So here are my questions for you:
- In which ways are you already supporting working with MT that go beyond the classic post-editing?
- And what are your plans to do that in the near future?
I really believe these are important questions that will not only help to make your tool more attractive for users but will help the industry as a whole move away from the silly paradigm "if it has to do with MT, it must be post-editing."
I assume that y'all get my point, right?
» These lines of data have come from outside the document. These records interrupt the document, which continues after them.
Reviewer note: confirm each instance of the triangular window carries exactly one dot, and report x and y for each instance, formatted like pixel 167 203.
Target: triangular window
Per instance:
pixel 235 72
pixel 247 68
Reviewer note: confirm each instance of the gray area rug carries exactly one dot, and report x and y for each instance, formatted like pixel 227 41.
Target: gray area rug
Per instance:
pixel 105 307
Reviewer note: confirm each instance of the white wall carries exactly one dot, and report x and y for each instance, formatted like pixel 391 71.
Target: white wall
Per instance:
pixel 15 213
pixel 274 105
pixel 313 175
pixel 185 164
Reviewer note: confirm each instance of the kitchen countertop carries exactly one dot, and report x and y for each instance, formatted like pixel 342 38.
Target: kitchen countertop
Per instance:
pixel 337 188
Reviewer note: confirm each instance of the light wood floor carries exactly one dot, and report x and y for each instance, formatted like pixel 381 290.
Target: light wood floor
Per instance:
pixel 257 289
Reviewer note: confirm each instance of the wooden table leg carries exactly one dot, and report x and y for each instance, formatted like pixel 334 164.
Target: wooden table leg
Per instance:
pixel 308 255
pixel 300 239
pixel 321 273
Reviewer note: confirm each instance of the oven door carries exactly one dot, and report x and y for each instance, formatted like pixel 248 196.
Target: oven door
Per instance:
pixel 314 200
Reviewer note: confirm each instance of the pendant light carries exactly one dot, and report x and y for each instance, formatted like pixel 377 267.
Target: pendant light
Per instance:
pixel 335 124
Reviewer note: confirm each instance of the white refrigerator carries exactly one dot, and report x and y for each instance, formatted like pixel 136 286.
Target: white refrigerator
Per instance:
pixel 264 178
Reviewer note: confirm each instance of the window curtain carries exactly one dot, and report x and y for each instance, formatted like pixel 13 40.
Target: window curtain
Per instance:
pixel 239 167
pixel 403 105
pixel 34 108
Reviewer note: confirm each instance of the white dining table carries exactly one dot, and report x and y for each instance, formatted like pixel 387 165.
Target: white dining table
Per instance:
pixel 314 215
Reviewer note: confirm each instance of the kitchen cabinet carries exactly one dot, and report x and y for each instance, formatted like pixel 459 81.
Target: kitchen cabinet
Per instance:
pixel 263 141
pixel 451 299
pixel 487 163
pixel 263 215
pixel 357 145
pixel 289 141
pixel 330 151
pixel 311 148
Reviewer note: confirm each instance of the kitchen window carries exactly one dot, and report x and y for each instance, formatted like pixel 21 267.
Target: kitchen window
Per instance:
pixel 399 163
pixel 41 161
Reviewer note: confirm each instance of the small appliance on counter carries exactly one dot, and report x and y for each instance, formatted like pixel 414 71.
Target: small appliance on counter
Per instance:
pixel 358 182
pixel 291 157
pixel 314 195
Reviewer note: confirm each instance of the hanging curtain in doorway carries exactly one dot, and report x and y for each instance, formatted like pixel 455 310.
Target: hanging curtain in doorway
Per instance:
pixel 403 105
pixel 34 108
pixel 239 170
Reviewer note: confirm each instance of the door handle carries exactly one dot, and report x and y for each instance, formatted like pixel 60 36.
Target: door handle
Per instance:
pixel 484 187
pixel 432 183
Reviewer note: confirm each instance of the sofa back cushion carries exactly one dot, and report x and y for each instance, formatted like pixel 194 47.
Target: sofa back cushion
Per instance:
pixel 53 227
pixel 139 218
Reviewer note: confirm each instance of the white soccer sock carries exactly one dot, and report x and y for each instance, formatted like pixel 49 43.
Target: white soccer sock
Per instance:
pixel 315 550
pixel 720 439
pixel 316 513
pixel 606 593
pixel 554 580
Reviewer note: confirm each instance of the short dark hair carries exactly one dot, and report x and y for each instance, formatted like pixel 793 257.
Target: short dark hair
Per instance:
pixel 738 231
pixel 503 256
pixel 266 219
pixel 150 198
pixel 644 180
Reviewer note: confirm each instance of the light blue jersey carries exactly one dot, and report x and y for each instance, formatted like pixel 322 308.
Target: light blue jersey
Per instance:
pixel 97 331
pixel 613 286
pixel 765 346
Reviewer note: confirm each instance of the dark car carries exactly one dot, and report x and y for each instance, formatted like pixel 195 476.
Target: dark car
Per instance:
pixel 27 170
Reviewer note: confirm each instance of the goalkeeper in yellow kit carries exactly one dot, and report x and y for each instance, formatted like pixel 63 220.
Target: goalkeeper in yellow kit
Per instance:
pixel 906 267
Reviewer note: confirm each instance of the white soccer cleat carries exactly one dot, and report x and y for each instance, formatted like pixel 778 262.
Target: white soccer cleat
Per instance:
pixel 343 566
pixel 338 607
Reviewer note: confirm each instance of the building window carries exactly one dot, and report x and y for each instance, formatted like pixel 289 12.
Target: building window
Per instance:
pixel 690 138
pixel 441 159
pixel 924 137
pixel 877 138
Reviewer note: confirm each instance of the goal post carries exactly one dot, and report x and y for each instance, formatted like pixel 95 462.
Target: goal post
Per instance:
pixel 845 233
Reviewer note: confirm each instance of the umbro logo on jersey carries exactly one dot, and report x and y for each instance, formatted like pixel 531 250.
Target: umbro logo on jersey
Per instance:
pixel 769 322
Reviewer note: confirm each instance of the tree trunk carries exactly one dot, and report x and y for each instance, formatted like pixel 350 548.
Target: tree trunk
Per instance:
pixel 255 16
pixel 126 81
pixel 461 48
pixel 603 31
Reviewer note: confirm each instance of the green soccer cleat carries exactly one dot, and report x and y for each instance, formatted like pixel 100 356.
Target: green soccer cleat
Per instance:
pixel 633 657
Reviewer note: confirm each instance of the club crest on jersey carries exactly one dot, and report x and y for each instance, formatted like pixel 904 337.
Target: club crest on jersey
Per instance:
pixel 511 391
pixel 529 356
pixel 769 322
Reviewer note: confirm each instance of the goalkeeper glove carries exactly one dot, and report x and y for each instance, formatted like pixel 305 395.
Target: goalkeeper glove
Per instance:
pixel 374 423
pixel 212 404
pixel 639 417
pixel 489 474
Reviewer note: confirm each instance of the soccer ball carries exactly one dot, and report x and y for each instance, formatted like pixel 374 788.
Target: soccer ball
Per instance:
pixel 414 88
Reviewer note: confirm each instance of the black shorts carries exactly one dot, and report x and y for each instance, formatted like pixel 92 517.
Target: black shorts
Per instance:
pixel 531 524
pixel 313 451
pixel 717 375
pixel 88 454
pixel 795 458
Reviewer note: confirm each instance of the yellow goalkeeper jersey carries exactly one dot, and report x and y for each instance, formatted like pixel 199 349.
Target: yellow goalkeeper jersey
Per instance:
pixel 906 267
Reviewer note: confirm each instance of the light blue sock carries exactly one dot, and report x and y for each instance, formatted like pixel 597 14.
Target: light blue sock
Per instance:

We need to get away from viewing using machine translation as something that by default has to be "post-editing" and instead can -- and should be -- used in a wide variety of ways.
A number of vendors wrote back with responses, some more to the point than others, but I will let you be the judge of that. (If you don't see a vendor listed here, it is likely because they chose not to respond.)
Across (via Christian Weih-Sum)
Over the last year, we have followed the demand from our user base regarding MT, and that demand has mostly been
- to support automated synchronization of TMs and terms with the engines so that they can get better (depending on what the MT providers are able to do)
- to provide context for the MT, e.g., by not sending segments sequentially but by sending them XLIFF, too (some MT providers, for instance, Omniscien, are asking us not to send segment after segment, but to send the whole file as XLIFF so that the MT may take context into account)
- to give feedback via post-editing distance reports
- to support various MTs to go for best-of-breed per project instead of one-size-fits-all
- to mark MT as creator / modifier of TUs
- add various features to the translation editor to make it easier for translators to work with MT output (filters, markings, QA features, etc.)
We will continue to implement feature wishes of our user base plus proactively implementing new stuff of the MT community (should there be any).
memoQ (via Éva Nagy)
When it comes to using MT as a translator, most people usually think of machine translation post-editing first. However, there are myriad creative uses of MT that can help you achieve better results when translating, and memoQ offers several ways to work with machine translation which go above and beyond the classic post-editing.
On-the-fly translation with multiple MT engines
In addition to the classic use of machine translation post-editing (where you edit an MT-pre-translated text), memoQ also allows their users to work with MT suggestions on-the-fly, in combination with other resources.
The project manager of the translation workflow can assign one or more MT services to the project, and the translator will see suggestions from the MT service(s) under translation results along with all other resources (TMs, LiveDocs corpora, TBs, etc.). It is up to the translator to decide for each specific segment as to which one to use and edit, if necessary.
Let memoQ's functionality choose the best MT engine for your project
If you're not sure which MT service provider to use, the Intento MT plugin in memoQ can even choose the best provider for your content. When you use this "smart routing" setting, the Intento plugin sends the source segments to the MT service it considers the best one for your content and language pair based on their regular evaluations.
Use your own glossary to enhance MT matches
With several MT plugins (e.g., Google Advanced, Amazon, DeepL), memoQ enables their users to upload their glossaries to improve the terminology used by the specific MT services, making the translation and the terminology more accurate for the specific project.
As for future developments, memoQ keeps investigating their users' needs and suggestions to see exactly what functions they need during their localization projects. The memoQ team are continuously talking to users as well as MT providers, investigating options to send metadata, segment context, project resource info to MT services along with the translatable segment to allow MT services to provide more accurate translations.
Memsource (via David Čaněk)
Making post-editing more efficient has been our mission since our early days. In fact, we introduced the "post-editing analysis" already in 2011. There are a number of post-editing features. Some of the more interesting and not as widely available are:
- Non-translatable segments: Identifying entire non-translatable segments and automatically marking them non-translatable
- MT Auto-select: Selecting the most optimal MT engine for a translation job, based on source language, target language, and the job's domain (e.g., automotive, IT, life sciences, etc.)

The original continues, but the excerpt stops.